December 09, 2013

Timberlake, Alan
[LING W4903] Syntax

Please keep in mind that this review is more than 5 years old.

Professor Timberlake is charming, as so many reviewers have already noted here, and his quirky sense of humor helped make a potentially dry topic palatable and even interesting. He might not have McWhorter's showmanship, but I looked forward to his lectures just as much. For the most part, lectures were centered around readings from a textbook by Andrew Carnie. It was refreshing to be assigned regular readings from the same textbook and not regret having purchased said text at semester's end (which is usually the case for me, because most textbooks are boring/irrelevant or rarely assigned).

In response to the previous reviewer, A.T. is far from inept. I found his explanations thorough and his lectures very helpful in completing the problem sets. Just because he claims that he does not understand ambiguous parts of Carnie's theory, it does not follow that "he does not even have a handle on [...] foundational principals." It seemed to me he was actually pointing out minor weaknesses or inconsistencies in the Carnie chapters, only in his characteristically friendly manner. I agree that the linguistics department at Columbia is limited, but it's true weakness is its small size, not its current faculty.

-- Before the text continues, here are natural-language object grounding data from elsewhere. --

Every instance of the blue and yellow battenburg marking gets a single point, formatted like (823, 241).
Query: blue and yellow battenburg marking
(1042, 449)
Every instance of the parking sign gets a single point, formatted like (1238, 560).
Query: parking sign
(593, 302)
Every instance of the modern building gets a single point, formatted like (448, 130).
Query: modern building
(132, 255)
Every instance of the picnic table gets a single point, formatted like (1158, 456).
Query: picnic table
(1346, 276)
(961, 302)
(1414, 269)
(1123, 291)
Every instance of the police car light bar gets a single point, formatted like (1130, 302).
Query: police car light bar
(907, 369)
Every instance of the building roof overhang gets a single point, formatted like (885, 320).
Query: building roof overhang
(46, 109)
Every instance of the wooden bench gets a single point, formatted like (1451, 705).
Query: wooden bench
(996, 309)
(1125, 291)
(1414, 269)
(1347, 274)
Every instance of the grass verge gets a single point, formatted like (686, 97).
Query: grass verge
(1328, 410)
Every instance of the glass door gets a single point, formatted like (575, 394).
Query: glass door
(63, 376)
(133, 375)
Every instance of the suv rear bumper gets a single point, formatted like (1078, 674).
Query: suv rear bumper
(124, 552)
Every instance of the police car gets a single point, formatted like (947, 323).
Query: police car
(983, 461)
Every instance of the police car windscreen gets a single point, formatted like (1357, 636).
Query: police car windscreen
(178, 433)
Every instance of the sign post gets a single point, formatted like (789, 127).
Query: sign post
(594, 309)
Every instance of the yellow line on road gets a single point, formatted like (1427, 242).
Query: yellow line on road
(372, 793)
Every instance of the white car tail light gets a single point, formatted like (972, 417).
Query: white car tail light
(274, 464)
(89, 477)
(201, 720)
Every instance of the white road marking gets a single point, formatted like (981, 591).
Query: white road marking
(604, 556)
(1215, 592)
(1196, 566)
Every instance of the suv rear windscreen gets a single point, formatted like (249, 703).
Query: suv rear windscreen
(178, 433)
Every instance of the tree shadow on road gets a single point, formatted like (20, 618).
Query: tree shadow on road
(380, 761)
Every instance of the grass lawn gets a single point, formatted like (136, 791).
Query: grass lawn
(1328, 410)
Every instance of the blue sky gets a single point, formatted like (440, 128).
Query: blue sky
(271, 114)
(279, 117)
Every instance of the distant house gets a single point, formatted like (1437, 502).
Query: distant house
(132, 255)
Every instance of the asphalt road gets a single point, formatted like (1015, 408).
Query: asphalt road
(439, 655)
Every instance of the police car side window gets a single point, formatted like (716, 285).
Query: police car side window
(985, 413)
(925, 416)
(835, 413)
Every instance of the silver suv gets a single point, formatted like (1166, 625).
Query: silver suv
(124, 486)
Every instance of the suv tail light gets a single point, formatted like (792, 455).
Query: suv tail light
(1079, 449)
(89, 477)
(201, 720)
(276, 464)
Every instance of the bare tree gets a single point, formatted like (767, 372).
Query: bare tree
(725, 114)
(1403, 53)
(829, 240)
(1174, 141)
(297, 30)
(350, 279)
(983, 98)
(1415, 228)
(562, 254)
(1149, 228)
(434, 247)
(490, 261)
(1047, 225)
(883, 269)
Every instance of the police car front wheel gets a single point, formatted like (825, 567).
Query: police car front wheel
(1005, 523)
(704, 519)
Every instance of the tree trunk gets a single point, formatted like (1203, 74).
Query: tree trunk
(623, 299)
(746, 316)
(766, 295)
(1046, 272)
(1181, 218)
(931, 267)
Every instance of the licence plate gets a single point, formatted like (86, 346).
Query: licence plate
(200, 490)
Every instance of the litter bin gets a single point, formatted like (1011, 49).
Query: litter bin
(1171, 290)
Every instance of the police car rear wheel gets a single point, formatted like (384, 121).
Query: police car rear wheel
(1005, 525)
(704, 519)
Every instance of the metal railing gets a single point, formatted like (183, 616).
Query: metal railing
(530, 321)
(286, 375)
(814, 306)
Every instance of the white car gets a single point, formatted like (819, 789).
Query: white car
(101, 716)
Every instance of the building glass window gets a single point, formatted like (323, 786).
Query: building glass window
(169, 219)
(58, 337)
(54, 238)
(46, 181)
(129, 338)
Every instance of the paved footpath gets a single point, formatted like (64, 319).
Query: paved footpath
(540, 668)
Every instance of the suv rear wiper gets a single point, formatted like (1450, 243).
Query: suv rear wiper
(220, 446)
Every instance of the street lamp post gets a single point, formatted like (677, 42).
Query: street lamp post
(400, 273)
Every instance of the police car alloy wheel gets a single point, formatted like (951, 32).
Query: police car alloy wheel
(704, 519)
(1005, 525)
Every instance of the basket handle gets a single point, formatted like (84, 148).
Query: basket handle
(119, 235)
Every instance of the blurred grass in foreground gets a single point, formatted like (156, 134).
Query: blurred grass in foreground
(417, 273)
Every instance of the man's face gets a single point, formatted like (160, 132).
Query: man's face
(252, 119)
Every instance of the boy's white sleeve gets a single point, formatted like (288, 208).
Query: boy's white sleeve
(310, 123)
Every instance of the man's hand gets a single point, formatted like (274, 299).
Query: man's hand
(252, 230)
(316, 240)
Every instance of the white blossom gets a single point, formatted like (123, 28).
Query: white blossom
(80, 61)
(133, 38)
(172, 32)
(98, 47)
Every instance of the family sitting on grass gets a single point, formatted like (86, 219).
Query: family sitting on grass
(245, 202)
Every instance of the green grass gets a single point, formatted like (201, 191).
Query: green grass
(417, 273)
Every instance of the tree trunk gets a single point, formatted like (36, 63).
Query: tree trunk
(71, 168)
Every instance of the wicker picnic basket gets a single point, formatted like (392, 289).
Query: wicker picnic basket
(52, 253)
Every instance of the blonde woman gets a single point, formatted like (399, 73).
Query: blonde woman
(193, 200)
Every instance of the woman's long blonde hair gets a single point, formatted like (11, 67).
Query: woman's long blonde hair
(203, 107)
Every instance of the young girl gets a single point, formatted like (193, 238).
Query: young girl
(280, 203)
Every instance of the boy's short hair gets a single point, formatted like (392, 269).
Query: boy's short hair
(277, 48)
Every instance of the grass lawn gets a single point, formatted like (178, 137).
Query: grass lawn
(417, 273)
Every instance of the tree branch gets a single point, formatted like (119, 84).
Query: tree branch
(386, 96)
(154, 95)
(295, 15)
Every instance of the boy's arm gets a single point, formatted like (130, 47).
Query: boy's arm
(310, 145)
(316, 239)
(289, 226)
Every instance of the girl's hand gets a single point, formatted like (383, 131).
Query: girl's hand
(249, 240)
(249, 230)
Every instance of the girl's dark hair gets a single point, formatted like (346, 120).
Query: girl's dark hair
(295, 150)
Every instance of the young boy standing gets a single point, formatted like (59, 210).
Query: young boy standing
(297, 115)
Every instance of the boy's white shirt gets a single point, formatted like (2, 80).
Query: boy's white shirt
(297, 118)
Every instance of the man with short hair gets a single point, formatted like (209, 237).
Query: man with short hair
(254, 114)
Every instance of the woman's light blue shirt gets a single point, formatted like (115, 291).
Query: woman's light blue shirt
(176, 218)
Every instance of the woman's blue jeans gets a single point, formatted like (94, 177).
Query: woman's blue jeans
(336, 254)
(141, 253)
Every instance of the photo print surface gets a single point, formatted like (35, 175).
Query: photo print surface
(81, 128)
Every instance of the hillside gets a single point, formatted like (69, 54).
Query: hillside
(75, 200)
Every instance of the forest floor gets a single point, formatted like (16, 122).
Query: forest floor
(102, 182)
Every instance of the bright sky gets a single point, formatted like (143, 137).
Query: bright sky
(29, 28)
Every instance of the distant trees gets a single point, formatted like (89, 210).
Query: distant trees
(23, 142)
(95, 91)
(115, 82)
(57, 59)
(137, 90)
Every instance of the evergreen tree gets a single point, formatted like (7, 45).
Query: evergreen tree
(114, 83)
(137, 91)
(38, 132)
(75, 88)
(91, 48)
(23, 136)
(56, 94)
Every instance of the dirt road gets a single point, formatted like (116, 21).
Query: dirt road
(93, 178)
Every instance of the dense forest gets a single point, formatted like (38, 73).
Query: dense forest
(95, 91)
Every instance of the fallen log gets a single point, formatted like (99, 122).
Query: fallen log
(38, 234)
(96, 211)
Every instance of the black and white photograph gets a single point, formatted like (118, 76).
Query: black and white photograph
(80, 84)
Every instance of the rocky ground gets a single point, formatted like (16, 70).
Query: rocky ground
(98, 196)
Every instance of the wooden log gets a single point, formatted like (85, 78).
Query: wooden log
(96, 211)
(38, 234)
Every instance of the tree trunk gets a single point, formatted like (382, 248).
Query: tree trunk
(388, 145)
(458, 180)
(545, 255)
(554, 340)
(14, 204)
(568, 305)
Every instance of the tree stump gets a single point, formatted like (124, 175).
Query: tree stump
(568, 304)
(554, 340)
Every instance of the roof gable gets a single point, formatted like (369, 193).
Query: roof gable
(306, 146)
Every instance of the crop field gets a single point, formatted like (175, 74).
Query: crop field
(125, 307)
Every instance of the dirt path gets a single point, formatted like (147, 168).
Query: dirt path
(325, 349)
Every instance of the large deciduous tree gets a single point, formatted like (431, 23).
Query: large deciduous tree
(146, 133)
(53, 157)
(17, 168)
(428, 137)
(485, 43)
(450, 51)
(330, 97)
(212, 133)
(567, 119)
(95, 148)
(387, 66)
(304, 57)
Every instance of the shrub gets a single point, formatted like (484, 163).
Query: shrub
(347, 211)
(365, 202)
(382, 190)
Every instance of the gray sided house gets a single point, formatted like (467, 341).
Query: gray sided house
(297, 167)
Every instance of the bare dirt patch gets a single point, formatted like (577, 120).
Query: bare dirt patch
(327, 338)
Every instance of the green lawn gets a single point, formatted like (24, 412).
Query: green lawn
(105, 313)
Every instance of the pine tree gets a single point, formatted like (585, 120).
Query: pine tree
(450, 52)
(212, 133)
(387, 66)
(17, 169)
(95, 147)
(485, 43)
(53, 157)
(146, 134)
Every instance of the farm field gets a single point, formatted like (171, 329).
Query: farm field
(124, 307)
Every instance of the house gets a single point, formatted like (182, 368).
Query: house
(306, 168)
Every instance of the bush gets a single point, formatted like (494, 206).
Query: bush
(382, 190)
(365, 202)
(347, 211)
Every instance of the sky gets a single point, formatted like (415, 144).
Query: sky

Timberlake is one of the most personable profs I've had over the past four years, and I can see him being a wonderful resource to anyone with an interest in graduate-level studies. I'd recommend this class to anyone with an interest in the topic. Skim the Carnie book and go to the first few lectures to be sure its for you. Then enjoy!

Workload:

Three problem sets, one take-home final. Although you had to get yourself in a bit of a 'Timberlake state of mind' to figure out what he was really asking in certain questions, if you played along there'd always be a worthwhile insight to follow.